Alabama Workers' Comp Blawg

  • 11
  • May
  • 2009

EVIDENCE RELATING HIP INJURY TO COMPENSABLE KNEE INJURY HELD INSUFFICIENT

Walmart Stores, Inc v. Marilyn Orr:

In this opinion, released on May 8, 3009, the Alabama Court of Civil Appeals considered a case wherein the trial court held the employee to be permanently and totally disabled due to a left knee injury and a successive left hip injury. The trial court found that the hip injury was a natural consequence of the knee injury or the altered gait resulting from the knee injury.
 
At trial the evidence related to the successive injury came from two treating doctors. The knee doctor said the hip injury was not connected to the knee injury. He testified that the altered gait could place stress on the hip and aggravate an underlying condition. The knee doctor went on to testify that neither the employee’s altered gait nor the trauma causing the knee injury resulted in, aggravated or hastened the hip problem.
 
The hip doctor gave conflicting testimony during the direct examination and the cross examination as to the hip being the natural consequence of the knee injury or altered gait.
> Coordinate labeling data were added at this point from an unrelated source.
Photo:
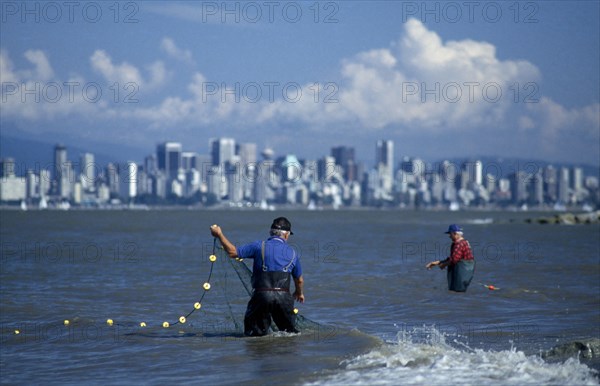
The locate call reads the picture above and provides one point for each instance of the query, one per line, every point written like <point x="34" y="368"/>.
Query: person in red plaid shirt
<point x="460" y="263"/>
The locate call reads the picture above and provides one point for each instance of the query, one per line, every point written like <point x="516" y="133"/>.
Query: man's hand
<point x="216" y="231"/>
<point x="299" y="297"/>
<point x="432" y="264"/>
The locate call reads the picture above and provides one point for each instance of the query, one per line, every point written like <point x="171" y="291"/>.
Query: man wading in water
<point x="274" y="263"/>
<point x="460" y="263"/>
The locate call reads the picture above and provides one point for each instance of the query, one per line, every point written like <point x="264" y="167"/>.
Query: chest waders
<point x="271" y="300"/>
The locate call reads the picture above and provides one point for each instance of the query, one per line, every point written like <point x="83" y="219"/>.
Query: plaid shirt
<point x="460" y="250"/>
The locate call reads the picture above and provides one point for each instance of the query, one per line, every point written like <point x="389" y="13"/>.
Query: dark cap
<point x="282" y="224"/>
<point x="454" y="228"/>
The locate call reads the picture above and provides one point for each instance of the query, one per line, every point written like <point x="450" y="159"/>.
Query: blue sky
<point x="441" y="79"/>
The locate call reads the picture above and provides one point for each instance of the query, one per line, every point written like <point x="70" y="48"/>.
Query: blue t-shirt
<point x="278" y="256"/>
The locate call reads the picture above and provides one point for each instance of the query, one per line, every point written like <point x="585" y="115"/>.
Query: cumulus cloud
<point x="126" y="73"/>
<point x="171" y="49"/>
<point x="419" y="85"/>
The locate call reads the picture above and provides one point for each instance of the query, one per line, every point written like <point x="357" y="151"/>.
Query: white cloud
<point x="43" y="70"/>
<point x="419" y="86"/>
<point x="169" y="47"/>
<point x="123" y="73"/>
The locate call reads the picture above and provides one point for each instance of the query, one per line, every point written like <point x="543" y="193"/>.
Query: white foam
<point x="434" y="362"/>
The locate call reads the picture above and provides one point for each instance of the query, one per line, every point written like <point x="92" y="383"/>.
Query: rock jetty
<point x="568" y="218"/>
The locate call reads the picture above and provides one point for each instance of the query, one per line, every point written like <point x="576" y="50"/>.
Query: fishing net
<point x="244" y="274"/>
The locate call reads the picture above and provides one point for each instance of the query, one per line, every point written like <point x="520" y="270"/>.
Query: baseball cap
<point x="282" y="224"/>
<point x="454" y="228"/>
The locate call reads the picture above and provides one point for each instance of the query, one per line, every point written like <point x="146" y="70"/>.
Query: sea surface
<point x="77" y="285"/>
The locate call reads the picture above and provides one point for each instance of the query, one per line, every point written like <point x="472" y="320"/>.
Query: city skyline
<point x="232" y="173"/>
<point x="440" y="79"/>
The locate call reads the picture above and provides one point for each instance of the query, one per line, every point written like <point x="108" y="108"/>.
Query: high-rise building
<point x="87" y="171"/>
<point x="344" y="156"/>
<point x="222" y="150"/>
<point x="563" y="186"/>
<point x="384" y="154"/>
<point x="60" y="158"/>
<point x="168" y="157"/>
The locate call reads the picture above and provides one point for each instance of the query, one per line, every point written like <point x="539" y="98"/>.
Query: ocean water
<point x="378" y="316"/>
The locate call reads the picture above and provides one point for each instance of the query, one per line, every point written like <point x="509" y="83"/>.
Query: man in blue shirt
<point x="275" y="262"/>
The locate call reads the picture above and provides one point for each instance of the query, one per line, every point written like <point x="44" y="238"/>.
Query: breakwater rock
<point x="568" y="218"/>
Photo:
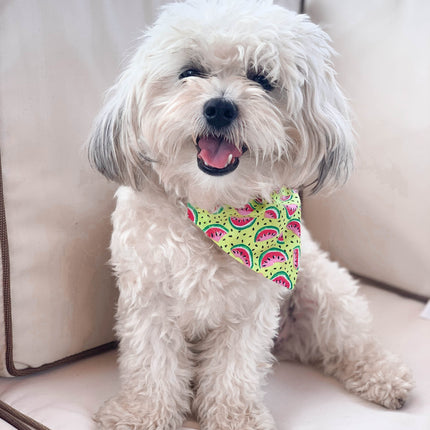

The trial court held that this testimony established clear and convincing evidence as to the causal relationship between the work-related knee injury and the hip injury.
 
In reversing the trial court, the Court of Appeals noted that a mere possibility that the employee’s hip injury was the natural consequence of the work related knee injury, as the above evidence established, did not satisfy the employee’s burden of proof and it amounted to guessing the employer into liability.